General relativity: Why don't these two differentials commute?

I encountered some metric today defined by

$$ds^2 = - \left( 1 - \frac{2GM}{r} \right) dv^2 + (dv dr + dr dv) + r^2 d \Omega^2$$

In all education I've done until now

$$dv dr = dr dv.$$ Why is this no longer the case?

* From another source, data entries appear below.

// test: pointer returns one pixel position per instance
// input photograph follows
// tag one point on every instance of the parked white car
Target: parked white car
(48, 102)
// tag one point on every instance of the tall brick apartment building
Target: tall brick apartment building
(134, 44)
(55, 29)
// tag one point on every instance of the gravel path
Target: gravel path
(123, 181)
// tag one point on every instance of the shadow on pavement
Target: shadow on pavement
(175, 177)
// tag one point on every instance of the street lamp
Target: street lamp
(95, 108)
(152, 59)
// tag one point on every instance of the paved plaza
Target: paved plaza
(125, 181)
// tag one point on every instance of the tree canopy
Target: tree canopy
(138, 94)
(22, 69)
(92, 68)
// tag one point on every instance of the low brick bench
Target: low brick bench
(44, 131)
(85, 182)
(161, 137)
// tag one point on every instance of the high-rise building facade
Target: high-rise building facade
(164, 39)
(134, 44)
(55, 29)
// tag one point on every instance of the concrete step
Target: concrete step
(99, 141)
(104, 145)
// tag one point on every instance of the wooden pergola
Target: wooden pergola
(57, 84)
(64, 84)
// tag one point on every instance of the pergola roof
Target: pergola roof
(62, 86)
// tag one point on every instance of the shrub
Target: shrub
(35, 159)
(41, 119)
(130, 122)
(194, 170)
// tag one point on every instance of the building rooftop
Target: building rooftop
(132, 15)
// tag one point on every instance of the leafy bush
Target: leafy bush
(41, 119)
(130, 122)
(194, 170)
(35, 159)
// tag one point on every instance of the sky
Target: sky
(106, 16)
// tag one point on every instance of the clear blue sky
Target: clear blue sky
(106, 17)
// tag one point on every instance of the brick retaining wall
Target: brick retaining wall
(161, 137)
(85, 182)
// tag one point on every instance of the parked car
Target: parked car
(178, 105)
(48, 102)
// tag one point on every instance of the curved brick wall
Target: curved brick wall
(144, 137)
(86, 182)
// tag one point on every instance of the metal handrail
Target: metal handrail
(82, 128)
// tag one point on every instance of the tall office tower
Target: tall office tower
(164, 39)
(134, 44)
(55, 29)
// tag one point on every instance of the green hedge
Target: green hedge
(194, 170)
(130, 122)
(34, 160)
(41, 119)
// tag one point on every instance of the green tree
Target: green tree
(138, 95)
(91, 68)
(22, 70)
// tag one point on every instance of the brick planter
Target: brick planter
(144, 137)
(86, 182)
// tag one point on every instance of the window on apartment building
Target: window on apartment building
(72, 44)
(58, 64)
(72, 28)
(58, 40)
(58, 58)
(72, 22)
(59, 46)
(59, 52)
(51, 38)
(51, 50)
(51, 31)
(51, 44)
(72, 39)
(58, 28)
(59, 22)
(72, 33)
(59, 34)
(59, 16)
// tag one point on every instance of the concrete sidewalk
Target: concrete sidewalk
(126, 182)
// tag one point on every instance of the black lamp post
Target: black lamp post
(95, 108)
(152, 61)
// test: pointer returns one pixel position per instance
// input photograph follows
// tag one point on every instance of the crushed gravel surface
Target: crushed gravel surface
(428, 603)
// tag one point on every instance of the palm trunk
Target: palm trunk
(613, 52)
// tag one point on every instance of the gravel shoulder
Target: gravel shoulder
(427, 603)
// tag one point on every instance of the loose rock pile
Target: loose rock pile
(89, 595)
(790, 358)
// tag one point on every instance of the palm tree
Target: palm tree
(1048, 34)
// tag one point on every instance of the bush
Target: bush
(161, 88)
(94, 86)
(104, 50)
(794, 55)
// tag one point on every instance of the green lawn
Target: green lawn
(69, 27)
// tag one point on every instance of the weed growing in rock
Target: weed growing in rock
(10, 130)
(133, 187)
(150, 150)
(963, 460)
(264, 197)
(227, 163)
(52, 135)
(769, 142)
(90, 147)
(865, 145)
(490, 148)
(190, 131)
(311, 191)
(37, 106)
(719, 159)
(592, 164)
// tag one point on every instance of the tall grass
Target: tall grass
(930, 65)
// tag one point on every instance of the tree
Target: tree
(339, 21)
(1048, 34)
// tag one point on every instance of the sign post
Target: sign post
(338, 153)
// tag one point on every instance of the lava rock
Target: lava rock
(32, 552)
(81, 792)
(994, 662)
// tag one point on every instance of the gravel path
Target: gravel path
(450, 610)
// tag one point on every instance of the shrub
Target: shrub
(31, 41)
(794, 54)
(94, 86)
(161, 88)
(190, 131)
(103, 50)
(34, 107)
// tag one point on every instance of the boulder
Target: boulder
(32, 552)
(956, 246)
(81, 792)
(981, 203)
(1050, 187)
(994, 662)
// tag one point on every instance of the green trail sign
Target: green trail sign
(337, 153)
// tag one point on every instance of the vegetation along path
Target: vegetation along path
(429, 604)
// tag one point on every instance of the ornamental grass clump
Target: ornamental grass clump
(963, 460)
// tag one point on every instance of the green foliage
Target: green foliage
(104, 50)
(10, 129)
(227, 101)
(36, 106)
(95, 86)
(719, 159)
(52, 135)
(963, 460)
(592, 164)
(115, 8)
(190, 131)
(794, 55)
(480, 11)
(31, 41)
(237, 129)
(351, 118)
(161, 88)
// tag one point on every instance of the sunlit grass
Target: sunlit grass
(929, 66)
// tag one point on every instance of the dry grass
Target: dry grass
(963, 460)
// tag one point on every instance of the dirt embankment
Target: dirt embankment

I suspect this has something to do with tensors, but I am not sure why.

Answer

1. 
   

   More generally, a metric tensor

   $$\mathbb{g} ~\in~ \Gamma\left( {\rm Sym}^2(T^{\ast}M)\right)$$ is a section in the symmetric tensor product $${\rm Sym}^2(T^{\ast}M)~=~T^{\ast}M\odot T^{\ast}M$$ over the cotangent bundle $T^{\ast}M$. In other words, $\mathbb{g}$ is a symmetric $(0,2)$ covariant tensor field.
   
   


2. 
   

   In a coordinate chart $U\subseteq M$, it takes the form

   $$\mathbb{g}|_U ~=~ g_{\mu\nu}\mathrm{d}x^{\mu}\odot \mathrm{d}x^{\nu},$$ with the manifest rule $$\mathrm{d}x^{\mu}\odot \mathrm{d}x^{\nu}~=~\mathrm{d}x^{\nu}\odot \mathrm{d}x^{\mu},$$ cf. OP's question.